第23話



 そんなことを考えていたのだが、メロニーはなかなか帰らない。

 もう話は終わったのではないだろうか?

 彼女は俺の前で体育座りでもするようにしてじっとこちらをみてくる。

 ……なんとも奇妙な光景だ。風呂のお湯に浮いているメロニーはやがて俺の方へ頭を傾けながら涙目で口を開く。


「わ、私の頭は撫でてくれませんの……?」

「……お湯で濡れると思うが」

「そんなのは気にしませんわ。ささ、早く!」


 ええ……。

 メロニーもまだまだ俺離れというのができていないようだ。

 ため息を吐きながらもガシガシと頭を撫でてやると、幸せそうな表情と共に消えていった。

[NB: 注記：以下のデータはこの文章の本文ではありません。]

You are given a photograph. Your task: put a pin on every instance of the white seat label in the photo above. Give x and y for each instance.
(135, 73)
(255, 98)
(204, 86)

 あっ、入浴中に来るなって伝えるのを忘れてしまった。

 ちょうどその時だった。

 入り口の扉が開き、誰かが入ってきた。

 メロニーが戻ってきた……わけではなく、アクリルがいた。


 彼はちらと一瞥をしてから、頭と体を洗っていく。

 それらが終わったところで、風呂へと入ってきた。

 俺からは少し距離をとっている。


「おっ、結構大きいな」


 俺が彼の下腹部へ視線を向けながらそういうと、それまで無視していた彼が目を見開いて声を上げる。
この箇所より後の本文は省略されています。